Spark requires Scala 2.10. The project is built using Simple Build Tool (SBT), which can be obtained here. If SBT is installed we will use the system version of sbt otherwise we will attempt to download it automatically. To build Spark and its example programs, run:

./sbt/sbt assembly

Once you've built Spark, the easiest way to start using it is the shell:

./bin/spark-shell

Or, for the Python API, the Python shell (./bin/pyspark).

Spark also comes with several sample programs in the examples directory. To run one of them, use ./bin/run-example <class> <params>. For example:

./bin/run-example org.apache.spark.examples.SparkLR local[2]

will run the Logistic Regression example locally on 2 CPUs.

Each of the example programs prints usage help if no params are given.

All of the Spark samples take a <master> parameter that is the cluster URL to connect to. This can be a mesos:// or spark:// URL, or "local" to run locally with one thread, or "local[N]" to run locally with N threads.

Running tests

Testing first requires Building Spark. Once Spark is built, tests can be run using:

./sbt/sbt test

A Note About Hadoop Versions

Spark uses the Hadoop core library to talk to HDFS and other Hadoop-supported storage systems. Because the protocols have changed in different versions of Hadoop, you must build Spark against the same version that your cluster runs. You can change the version by setting the SPARK_HADOOP_VERSION environment when building Spark.

For Apache Hadoop versions 1.x, Cloudera CDH MRv1, and other Hadoop versions without YARN, use:

# Apache Hadoop 1.2.1
$ SPARK_HADOOP_VERSION=1.2.1 sbt/sbt assembly

# Cloudera CDH 4.2.0 with MapReduce v1
$ SPARK_HADOOP_VERSION=2.0.0-mr1-cdh4.2.0 sbt/sbt assembly

For Apache Hadoop 2.2.X, 2.1.X, 2.0.X, 0.23.x, Cloudera CDH MRv2, and other Hadoop versions with YARN, also set SPARK_YARN=true:

# Apache Hadoop 2.0.5-alpha
$ SPARK_HADOOP_VERSION=2.0.5-alpha SPARK_YARN=true sbt/sbt assembly

# Cloudera CDH 4.2.0 with MapReduce v2
$ SPARK_HADOOP_VERSION=2.0.0-cdh4.2.0 SPARK_YARN=true sbt/sbt assembly

# Apache Hadoop 2.2.X and newer
$ SPARK_HADOOP_VERSION=2.2.0 SPARK_YARN=true sbt/sbt assembly

When developing a Spark application, specify the Hadoop version by adding the "hadoop-client" artifact to your project's dependencies. For example, if you're using Hadoop 1.2.1 and build your application using SBT, add this entry to libraryDependencies:

"org.apache.hadoop" % "hadoop-client" % "1.2.1"

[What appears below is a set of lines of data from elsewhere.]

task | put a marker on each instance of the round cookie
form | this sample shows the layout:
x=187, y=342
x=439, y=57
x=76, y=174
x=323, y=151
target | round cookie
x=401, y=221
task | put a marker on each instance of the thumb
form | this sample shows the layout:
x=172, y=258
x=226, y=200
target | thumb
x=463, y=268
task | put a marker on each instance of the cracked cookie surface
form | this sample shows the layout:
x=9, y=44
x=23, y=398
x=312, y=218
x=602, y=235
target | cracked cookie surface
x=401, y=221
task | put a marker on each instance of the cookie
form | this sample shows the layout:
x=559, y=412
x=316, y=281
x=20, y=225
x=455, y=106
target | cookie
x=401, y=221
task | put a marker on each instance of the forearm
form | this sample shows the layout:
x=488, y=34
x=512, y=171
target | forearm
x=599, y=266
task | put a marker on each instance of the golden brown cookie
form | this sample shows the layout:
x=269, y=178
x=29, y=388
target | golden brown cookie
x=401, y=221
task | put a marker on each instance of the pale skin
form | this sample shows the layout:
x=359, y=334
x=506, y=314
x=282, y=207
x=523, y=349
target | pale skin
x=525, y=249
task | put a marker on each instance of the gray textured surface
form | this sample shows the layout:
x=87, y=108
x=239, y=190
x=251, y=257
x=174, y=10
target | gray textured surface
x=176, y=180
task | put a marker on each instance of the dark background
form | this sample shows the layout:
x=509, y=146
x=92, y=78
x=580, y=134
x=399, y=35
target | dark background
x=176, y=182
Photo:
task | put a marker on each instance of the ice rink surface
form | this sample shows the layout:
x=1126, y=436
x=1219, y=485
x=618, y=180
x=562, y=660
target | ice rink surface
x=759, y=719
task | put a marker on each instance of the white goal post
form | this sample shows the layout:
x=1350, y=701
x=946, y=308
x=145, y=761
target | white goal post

If your project is built with Maven, add this to your POM file's <dependencies> section:

<dependency>
  <groupId>org.apache.hadoop</groupId>
  <artifactId>hadoop-client</artifactId>
  <version>1.2.1</version>
</dependency>

Configuration

Please refer to the Configuration guide in the online documentation for an overview on how to configure Spark.

Contributing to Spark

Contributions via GitHub pull requests are gladly accepted from their original author. Along with any pull requests, please state that the contribution is your original work and that you license the work to the project under the project's open source license. Whether or not you state this explicitly, by submitting any copyrighted material via pull request, email, or other means you agree to license the material under the project's open source license and warrant that you have the legal authority to do so.